Artificial intelligence is being employed in the hunt for a female partner for a critically endangered male plant species Encephalartos woodii, or E.woodii.
Encephalartos woodii (E. woodii)
• The only known E.woodii was discovered in the Ngoye Forest, South Africa, in 1895. It was moved several years later for safe keeping, with samples sent to botanical gardens, including Kew in London, where it is still propagated and grown today.
• The Encephalartos woodii is a type of plant known as a cycad. Cycads are woody plants that are slow growing and live for a long time. Cycads are the oldest surviving seed-bearing plants, dating back more than 300 million years and surviving multiple mass extinctions and environmental changes.

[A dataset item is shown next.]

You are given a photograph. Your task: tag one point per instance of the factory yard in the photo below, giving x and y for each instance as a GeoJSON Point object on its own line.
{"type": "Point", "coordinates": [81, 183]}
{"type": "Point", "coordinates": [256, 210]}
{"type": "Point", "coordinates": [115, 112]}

• They are dioecious, which means they are either male or female, and they produce cones from which pollen is transported by insects for reproduction.
• All existing specimens are clones of this plant and, just like the last wild specimen, they are all males.
• Both sexes are needed for reproduction and since no female has ever been found — cloning from offsets is the only way it survives as a true species.
Drone imaging with the power of AI
• A research project led by the University of Southampton is scouring thousands of acres of forest in South Africa, where the only known E.woodii was found, in a bid to find a female.
• With only one male found, all subsequent propagated samples are male clones, so the plant cannot naturally reproduce. The Ngoye Forest has, until now, never been fully explored to determine if a female could exist.
• And if the hunt doesn’t pay off, the researchers are also exploring if they can change the plant’s sex to create a female version.
• Drones and AI are used to search for a female E.woodii.
• Initial drone flights in 2022 took tens of thousands of images and used a multispectral sensor to capture features beyond what can be seen from high above with the naked eye, such as distinguishing whether plants are living or dead, and to identify species.
• But with no E.woodii yet found, the drone imaging is ongoing, now with the power of AI.
• Researchers have covered 195 acres of the Ngoye Forest so far, and there are 10,000 acres in total.
• With the AI, they are using an image recognition algorithm in order to recognise plants by shape. They generated images of plants and put them in different ecological settings, to train the model to recognise them.